Pancreatic islet amyloid polypeptide membrane binding and permeabilization.

摘要

Type II diabetes is often associated with the presence of islet amyloid. Islet amyloid is aggregated fibrils composed primarily of the hormone peptide, islet amyloid polypeptide (IAPP), which is co-secreted with insulin from the secretory granules of the beta-cells in the islets of Langerhans of the pancreas. Despite the commonality of IAPP amyloid fibrils in the disease state, recent evidence suggests that the small oligomeric forms of IAPP consisting of a few monomers may be the cause of beta-cell toxicity rather than fibrillar amyloid species. In this thesis we explore the relationship of small oligomeric forms of LAPP with their ability to bind and permeabilize the membranes of our model lipid system. We extend previous research by identifying the region of the peptide responsible for membrane binding, which is required for further membrane permeabilization. Insulin inhibits IAPP fibril formation and because of this inhibitory nature it has been suggested that it may also inhibit IAPP membrane binding and permeabilization.

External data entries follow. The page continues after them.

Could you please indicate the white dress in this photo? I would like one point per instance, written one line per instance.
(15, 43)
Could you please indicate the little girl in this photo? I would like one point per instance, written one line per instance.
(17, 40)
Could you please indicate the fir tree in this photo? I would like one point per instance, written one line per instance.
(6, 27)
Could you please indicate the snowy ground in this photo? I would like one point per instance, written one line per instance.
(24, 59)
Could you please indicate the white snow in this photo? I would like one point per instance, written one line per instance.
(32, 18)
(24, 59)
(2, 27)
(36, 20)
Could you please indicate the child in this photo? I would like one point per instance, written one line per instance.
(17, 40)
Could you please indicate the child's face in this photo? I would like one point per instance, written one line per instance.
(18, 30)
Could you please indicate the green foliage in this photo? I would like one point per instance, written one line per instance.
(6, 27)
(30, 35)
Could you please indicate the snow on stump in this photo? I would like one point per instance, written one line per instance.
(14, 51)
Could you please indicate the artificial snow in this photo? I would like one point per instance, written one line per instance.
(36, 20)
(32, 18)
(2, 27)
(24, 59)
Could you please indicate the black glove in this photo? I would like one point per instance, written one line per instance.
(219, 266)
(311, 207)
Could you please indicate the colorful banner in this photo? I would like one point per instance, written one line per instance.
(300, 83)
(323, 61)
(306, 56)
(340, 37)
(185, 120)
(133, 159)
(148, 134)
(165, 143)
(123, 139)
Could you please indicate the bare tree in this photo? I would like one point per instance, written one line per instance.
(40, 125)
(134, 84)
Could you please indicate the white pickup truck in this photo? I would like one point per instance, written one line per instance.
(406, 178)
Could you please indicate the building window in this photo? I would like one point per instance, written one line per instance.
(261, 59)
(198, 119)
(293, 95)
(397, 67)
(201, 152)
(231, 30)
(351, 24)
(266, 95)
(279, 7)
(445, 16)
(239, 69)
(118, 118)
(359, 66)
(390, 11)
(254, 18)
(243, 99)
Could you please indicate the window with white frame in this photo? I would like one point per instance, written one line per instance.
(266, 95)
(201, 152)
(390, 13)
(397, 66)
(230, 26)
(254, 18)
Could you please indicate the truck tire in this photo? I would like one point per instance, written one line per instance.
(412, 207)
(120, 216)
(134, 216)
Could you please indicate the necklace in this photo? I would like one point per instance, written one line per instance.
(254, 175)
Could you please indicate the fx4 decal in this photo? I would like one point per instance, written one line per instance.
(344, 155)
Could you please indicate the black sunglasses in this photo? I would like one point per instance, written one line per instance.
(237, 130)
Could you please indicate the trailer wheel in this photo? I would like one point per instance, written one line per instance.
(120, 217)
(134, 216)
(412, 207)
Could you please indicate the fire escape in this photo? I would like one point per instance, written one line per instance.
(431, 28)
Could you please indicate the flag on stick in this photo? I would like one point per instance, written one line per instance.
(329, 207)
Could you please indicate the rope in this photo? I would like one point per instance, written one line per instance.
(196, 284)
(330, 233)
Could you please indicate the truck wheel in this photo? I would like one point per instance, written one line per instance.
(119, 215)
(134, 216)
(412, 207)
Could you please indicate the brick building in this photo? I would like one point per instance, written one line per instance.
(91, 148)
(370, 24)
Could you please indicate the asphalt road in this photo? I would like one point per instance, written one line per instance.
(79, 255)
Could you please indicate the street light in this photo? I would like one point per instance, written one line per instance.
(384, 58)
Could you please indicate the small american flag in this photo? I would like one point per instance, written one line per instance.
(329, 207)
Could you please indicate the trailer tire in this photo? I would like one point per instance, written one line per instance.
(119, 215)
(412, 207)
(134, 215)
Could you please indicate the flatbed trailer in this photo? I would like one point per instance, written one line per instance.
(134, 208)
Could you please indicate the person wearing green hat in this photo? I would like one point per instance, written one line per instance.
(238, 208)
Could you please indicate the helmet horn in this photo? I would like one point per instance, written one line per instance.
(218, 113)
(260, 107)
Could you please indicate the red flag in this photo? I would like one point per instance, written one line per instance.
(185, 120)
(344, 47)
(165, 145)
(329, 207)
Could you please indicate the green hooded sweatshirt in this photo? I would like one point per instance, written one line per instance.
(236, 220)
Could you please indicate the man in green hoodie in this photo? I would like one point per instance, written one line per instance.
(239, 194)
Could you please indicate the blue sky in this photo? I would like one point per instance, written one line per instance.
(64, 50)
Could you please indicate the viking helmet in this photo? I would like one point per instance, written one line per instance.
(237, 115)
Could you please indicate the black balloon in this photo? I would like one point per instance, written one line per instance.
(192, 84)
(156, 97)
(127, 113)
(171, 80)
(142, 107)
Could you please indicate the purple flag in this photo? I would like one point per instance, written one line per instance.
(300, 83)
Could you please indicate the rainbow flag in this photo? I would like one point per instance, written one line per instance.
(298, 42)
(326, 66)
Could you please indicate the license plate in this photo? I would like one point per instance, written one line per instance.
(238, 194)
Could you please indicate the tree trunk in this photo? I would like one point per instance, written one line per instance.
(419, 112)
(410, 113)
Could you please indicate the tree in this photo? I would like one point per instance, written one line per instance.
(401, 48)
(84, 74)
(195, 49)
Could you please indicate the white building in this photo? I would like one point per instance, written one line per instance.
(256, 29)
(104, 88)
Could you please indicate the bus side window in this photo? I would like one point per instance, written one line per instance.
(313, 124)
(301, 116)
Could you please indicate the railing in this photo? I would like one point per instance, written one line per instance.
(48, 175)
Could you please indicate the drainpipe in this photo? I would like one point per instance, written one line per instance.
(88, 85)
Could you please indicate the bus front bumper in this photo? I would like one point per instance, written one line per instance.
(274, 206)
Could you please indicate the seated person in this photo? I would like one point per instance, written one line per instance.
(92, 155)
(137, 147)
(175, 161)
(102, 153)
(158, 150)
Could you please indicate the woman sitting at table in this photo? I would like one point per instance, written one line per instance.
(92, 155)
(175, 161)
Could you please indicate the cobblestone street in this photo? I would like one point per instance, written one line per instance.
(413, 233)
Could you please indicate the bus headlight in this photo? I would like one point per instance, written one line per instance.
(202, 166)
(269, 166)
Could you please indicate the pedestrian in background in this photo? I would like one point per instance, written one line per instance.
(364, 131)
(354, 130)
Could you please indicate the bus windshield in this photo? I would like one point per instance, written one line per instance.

We show that insulin, which is co-secreted with IAPP from the secretory granules, does not inhibit the ability of IAPP to permeabilize membranes. Insulin in the act of inhibiting IAPP fibril formation maintains IAPP in a toxic small oligomeric form that more readily permeabilizes membranes than is observed with IAPP fibrils. Type II diabetes is an aging associated disease; one common change that occurs in the aging process is a decrease in membrane-localized cholesterol. Because of the stabilizing effect of cholesterol on the membrane we looked at the effect of IAPP permeabilization of large unilamellar vesicles (LUVs) with incorporated cholesterol and found that cholesterol dramatically reduces the ability of IAPP to permeabilize lipid membranes. In our dye leakage experiments, cholesterol plays a protective role against membrane permeabilization. In light of the complex environment of the secretory granule and the cell we conclude that insulin in its soluble form does not inhibit the ability of IAPP to permeabilize membranes, and cholesterol has a protective effect against permeabilization by IAPP. Other components of the secretory granule may have a cooperative effect in sequestering the toxic IAPP peptides and protecting the hormone secreting beta-cells of the pancreas.